BR> Yaşam
tarzı!
İsviçre’deki halkoylamasında minarenin bahane. Sorunun
Avrupa’da İslam’ın yeri konusu olduğu açık. Mesele İslam’ın görünür olmasıyla
ilgili. İsviçre örneği günümüzde İslam’ın Batı dünyasında nasıl genel bir
gelecek korkusuna paratöner işlevi gördüğünü gösteriyor. Yaşam tarzlarının
bozulmasından korkan İsviçreliler, bu korkularını kendileri için hiçbir somut
tehlikeye işaret etmeyen şeriat endişesiyle dile getiriyorlar. Kız çocuklarının
beden eğitimi dersinden muaf tutulmalarını, kadınların ikinci sınıf yurttaş
olmasını, kızlara sünnet yapılmasına göz yumulmasını istemediklerini
belirtiyorlar. Ama zaten İsviçre’de yasalar bu tür muafiyetlere izin vermiyor.
İsviçre’de, Belçika’da, İtalya’da, Fransa’da ve daha birçok Avrupa
ülkesinde, İslamcılıkla mücadele adı altında Hıristiyan toprakları üzerinde
İslam’ın görünür biçimde var olmasına karşı duyulan derin bir tepki dışa
vuruluyor.
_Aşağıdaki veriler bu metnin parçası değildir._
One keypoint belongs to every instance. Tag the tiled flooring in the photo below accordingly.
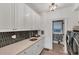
(58, 50)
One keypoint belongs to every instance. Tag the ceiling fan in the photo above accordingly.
(52, 7)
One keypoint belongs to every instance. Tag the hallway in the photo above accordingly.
(58, 50)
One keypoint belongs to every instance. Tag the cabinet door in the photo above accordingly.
(37, 21)
(19, 16)
(5, 16)
(28, 18)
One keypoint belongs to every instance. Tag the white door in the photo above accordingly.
(5, 16)
(19, 16)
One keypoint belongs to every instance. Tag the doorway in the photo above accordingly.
(57, 34)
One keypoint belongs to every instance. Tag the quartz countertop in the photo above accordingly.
(16, 48)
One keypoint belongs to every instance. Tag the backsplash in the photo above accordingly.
(7, 38)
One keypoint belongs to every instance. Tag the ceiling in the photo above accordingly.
(44, 7)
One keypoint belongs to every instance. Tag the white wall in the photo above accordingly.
(67, 14)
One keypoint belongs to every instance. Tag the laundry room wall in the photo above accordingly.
(66, 14)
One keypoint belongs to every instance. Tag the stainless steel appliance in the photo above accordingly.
(72, 41)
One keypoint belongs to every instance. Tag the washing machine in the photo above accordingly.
(69, 42)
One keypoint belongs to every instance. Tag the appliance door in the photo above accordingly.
(69, 44)
(75, 47)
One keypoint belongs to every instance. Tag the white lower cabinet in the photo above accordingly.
(34, 49)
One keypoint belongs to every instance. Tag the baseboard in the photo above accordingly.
(46, 49)
(57, 42)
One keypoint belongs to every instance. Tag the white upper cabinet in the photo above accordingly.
(28, 18)
(19, 16)
(5, 16)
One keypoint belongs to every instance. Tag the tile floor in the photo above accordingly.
(58, 50)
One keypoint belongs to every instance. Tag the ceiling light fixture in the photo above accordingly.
(52, 7)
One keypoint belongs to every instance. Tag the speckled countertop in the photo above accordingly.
(15, 48)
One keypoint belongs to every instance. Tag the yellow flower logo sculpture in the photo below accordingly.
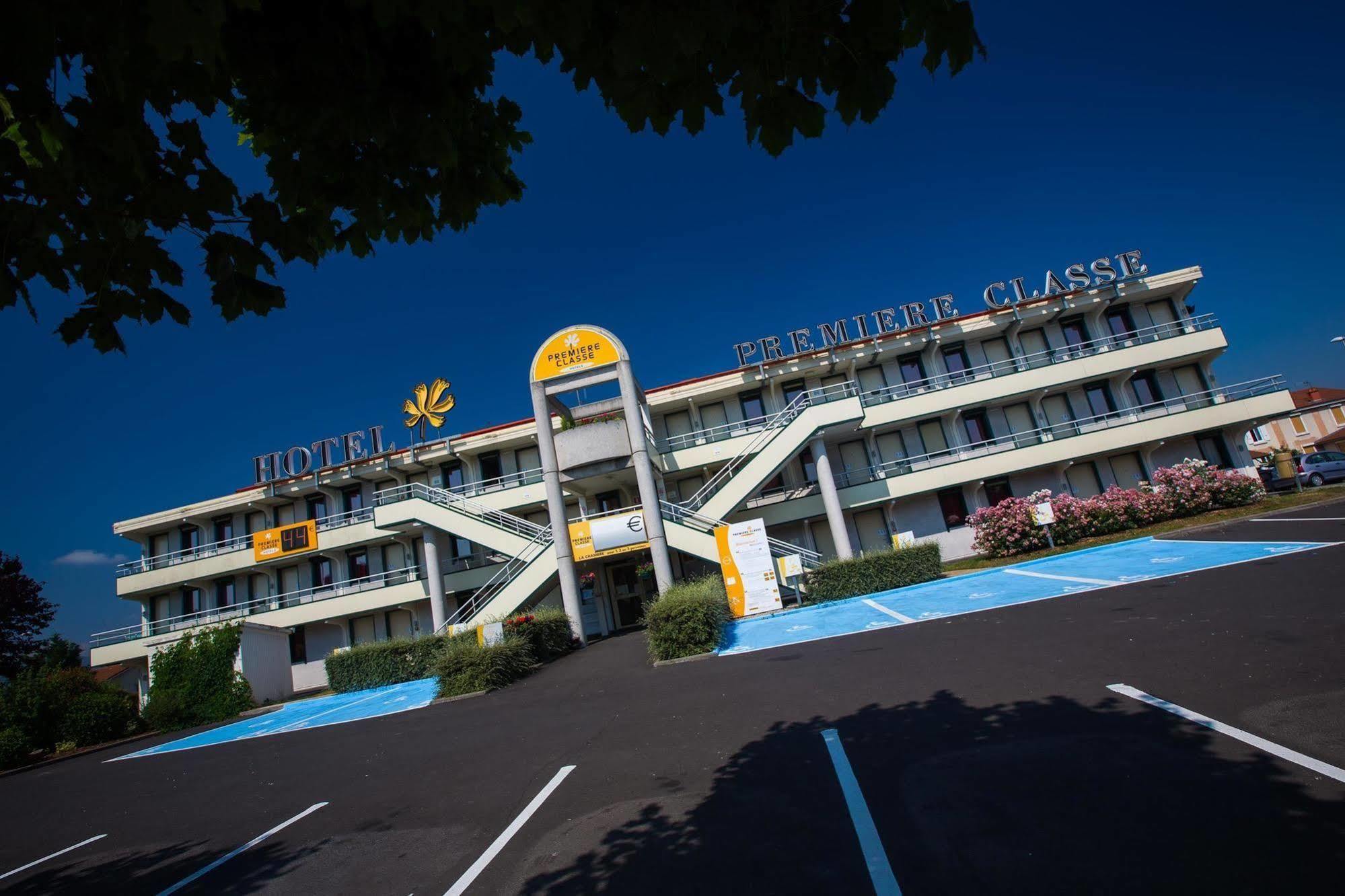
(429, 407)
Flaman aşırı sağ partisi Vlaamblok’un milletvekili Philippe Dewinter
bunu özlü biçimde dile getiriyor: “Bu referandumun sonucu, onların bizim yaşam
tarzımıza uyum sağlamaları gerektiğini ifade ediyor. Bizim onlara uyum
sağlamamız gerektiğini değil.” Başka yerlerde ise Müslümanların “fazla göze
batan işaretlere sahip olmaları nedeniyle” sorun yarattıkları, “kışkırtma
sınırına varan davranış ve talepleri” olduğu, gayet masumane bir çehreyle dile
getiriliyor.
Bugün benzer bir halkoylaması Fransa’da, Almanya’da,
İspanya’da veya İskandinav ülkelerinde yapılsa sonucun İsviçre’dekinden farklı
olmaması ihtimali çok yüksek. Avrupa halkları kimlik bunalımını ve gelecek
korkularını İslam üzerinden dile getiriyorlar. Fransa’da Sarkozy’nin başlattığı
“ulusal kimlik” tartışmasında bundan böyle İslam bir numaralı tema
olacak.
Avrupa’da İslam’ın yerini sorgulamak klasik aşırı sağ ve keskin
milliyetçi hareketlerin tekelinden çıkmaya başladı. Bu konu, yeni popülizm
olarak da tanımlanan aşırı liberalizm ve kültürel muhafazakârlık karması
hareketlerin ana ajitasyon teması haline geldi. UDC/SVP, klasik bir aşırı sağ
parti değil. Faşist bir tarihi geçmişi yok. Daha az vergi, daha az kural, daha
az devlet müdahalesi, daha az sosyal yardım ve daha çok ‘bireysel özgürlük’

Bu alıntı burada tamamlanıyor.